Context free grammar in Java

BNF and context-free grammar

What is a grammar ? A grammar is a model of a language, or a language of a language. We can use finite grammar rules to generate infinite sentences of a language. The general method we describe a grammar is called BNF. For example, we describe a context-free grammar (CFG) using 4-tuple:

  1. A set of terminal symbols.
  2. A set of non-terminal symbols.
  3. A set of rules known as productions (or production rules) which can transform each non-terminal symbol to a sequence of non-terminal and/or terminal symbols.
  4. A start symbol or goal symbol, also called sentence in English.

A production example :

S -> aS;
S -> abc;

Maybe you know another grammar called context sensitive grammar. Then, what’s the differences between context free grammar and context sensitive grammar ? The most important difference is production rules : the left hand side of a context free grammar production is non-terminal symbol , but the left hand side of a context sensitive grammar contains not-termianl and terminal symbols.

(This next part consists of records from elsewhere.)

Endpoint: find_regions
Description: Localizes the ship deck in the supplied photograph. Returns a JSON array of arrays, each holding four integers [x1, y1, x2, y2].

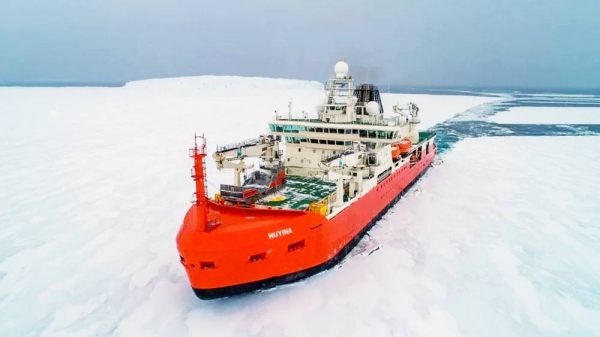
[[256, 175, 336, 210], [253, 132, 435, 211]]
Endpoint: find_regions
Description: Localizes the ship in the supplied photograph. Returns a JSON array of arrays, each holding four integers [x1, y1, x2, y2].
[[176, 61, 437, 300]]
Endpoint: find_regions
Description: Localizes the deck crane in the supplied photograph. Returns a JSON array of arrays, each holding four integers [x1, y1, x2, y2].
[[212, 134, 282, 186], [317, 141, 368, 204], [392, 102, 419, 121], [393, 102, 420, 143]]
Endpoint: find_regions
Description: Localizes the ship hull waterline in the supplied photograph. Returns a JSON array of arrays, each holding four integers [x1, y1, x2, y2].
[[183, 150, 436, 300]]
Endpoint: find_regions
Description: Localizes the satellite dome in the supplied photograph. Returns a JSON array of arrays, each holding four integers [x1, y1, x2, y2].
[[366, 101, 380, 115], [334, 61, 349, 79]]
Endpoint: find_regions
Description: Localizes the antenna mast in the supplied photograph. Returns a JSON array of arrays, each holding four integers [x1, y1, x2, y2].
[[190, 134, 209, 231]]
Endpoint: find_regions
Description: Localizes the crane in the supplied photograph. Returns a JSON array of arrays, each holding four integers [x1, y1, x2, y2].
[[393, 102, 421, 143], [212, 134, 282, 186], [393, 102, 419, 121]]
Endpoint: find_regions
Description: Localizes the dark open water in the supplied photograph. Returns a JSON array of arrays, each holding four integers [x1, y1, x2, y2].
[[423, 93, 600, 154]]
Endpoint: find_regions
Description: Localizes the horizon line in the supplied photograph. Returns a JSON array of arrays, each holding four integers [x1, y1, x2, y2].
[[1, 77, 598, 94]]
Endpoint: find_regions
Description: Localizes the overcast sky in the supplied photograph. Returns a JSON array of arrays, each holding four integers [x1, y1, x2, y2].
[[1, 0, 598, 88]]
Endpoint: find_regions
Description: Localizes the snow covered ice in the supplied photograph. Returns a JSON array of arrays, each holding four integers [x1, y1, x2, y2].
[[1, 76, 599, 337]]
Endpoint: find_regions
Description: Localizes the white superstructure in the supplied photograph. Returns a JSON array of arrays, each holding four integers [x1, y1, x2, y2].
[[270, 61, 422, 178], [212, 61, 436, 218]]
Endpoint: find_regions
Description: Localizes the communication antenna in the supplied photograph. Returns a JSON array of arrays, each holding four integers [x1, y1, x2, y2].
[[288, 98, 292, 119]]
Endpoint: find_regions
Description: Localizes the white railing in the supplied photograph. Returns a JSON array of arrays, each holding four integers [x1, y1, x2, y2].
[[273, 115, 402, 127], [321, 147, 355, 162], [274, 112, 319, 121], [216, 137, 260, 153]]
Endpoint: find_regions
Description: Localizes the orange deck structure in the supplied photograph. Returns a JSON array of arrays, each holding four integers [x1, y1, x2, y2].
[[176, 61, 437, 299]]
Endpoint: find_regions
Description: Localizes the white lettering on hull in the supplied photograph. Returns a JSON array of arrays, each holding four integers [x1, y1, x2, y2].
[[268, 228, 293, 239]]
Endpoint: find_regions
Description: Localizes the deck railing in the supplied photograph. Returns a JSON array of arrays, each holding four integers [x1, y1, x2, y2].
[[274, 114, 402, 127], [321, 147, 355, 163], [216, 137, 260, 153]]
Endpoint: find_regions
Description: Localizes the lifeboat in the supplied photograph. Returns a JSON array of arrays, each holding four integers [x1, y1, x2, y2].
[[391, 145, 401, 160], [396, 139, 412, 154]]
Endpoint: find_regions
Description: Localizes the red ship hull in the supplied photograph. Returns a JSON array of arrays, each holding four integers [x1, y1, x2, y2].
[[176, 144, 437, 299]]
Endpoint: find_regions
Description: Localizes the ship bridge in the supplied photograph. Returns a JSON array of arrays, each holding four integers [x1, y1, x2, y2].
[[268, 61, 421, 177]]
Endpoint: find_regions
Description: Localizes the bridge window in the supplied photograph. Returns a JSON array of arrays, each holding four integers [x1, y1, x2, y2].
[[285, 137, 304, 143], [284, 125, 304, 133], [268, 124, 284, 132]]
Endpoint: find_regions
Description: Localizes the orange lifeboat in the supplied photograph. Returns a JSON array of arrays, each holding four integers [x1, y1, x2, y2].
[[396, 139, 412, 154], [391, 145, 401, 160]]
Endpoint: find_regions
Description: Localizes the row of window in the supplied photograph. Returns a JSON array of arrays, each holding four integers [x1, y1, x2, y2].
[[284, 137, 380, 148], [323, 105, 372, 115], [286, 137, 351, 145], [377, 164, 409, 194], [269, 124, 398, 140]]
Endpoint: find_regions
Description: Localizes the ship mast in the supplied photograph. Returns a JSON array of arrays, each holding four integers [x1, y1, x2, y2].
[[190, 133, 209, 231]]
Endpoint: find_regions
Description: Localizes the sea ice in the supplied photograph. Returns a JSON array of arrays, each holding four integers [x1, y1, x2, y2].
[[1, 76, 598, 337]]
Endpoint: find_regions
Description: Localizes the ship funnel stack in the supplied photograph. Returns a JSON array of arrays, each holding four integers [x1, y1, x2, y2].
[[353, 84, 384, 124]]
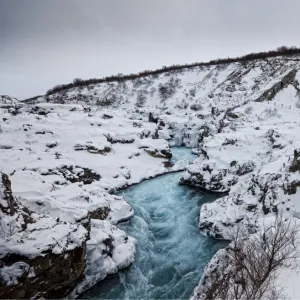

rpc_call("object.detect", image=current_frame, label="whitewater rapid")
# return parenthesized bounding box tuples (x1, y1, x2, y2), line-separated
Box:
(80, 148, 225, 299)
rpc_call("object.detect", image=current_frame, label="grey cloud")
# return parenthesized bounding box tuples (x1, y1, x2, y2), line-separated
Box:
(1, 0, 300, 99)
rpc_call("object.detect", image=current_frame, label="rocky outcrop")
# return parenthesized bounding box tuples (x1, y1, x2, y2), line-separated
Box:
(144, 148, 172, 159)
(0, 95, 21, 109)
(232, 160, 256, 176)
(28, 106, 50, 116)
(38, 165, 101, 184)
(89, 206, 110, 220)
(197, 171, 298, 239)
(104, 134, 135, 144)
(255, 69, 297, 102)
(180, 160, 244, 193)
(0, 173, 33, 231)
(0, 246, 86, 299)
(0, 173, 88, 299)
(74, 143, 111, 154)
(70, 220, 136, 297)
(289, 149, 300, 173)
(148, 112, 158, 124)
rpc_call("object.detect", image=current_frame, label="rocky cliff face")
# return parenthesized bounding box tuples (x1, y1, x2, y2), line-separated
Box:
(0, 173, 88, 299)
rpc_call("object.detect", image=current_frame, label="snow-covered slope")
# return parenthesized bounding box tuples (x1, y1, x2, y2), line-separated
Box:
(182, 85, 300, 239)
(3, 53, 300, 299)
(37, 56, 300, 111)
(31, 55, 300, 150)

More information can be found in Chomsky hierarchy. We can get the grammars’ relationship below.

Lexical grammar and syntactic grammar

Java is a programming language using context free grammar to define lexical grammar and syntactic grammar.

For example, the lexical grammar in Java contains the production:

BooleanLiteral :
        t r u e
        f a l s e

BooleanLiteral is a non-terminal symbol in the left hand side of the production, true or false is the right hand side sequence.

The syntactic grammar for the Java programming language has tokens defined by the lexical grammar as its terminal symbols.

For example , The syntactic production :

    if ( Expression ) Statement

IfThenStatement is a non-termianl symbol , which represents the token if which is a token defined by the lexical grammar, followed by a left parenthesis token, followed by an Expression, followed by a right parenthesis token, followed by a Statement.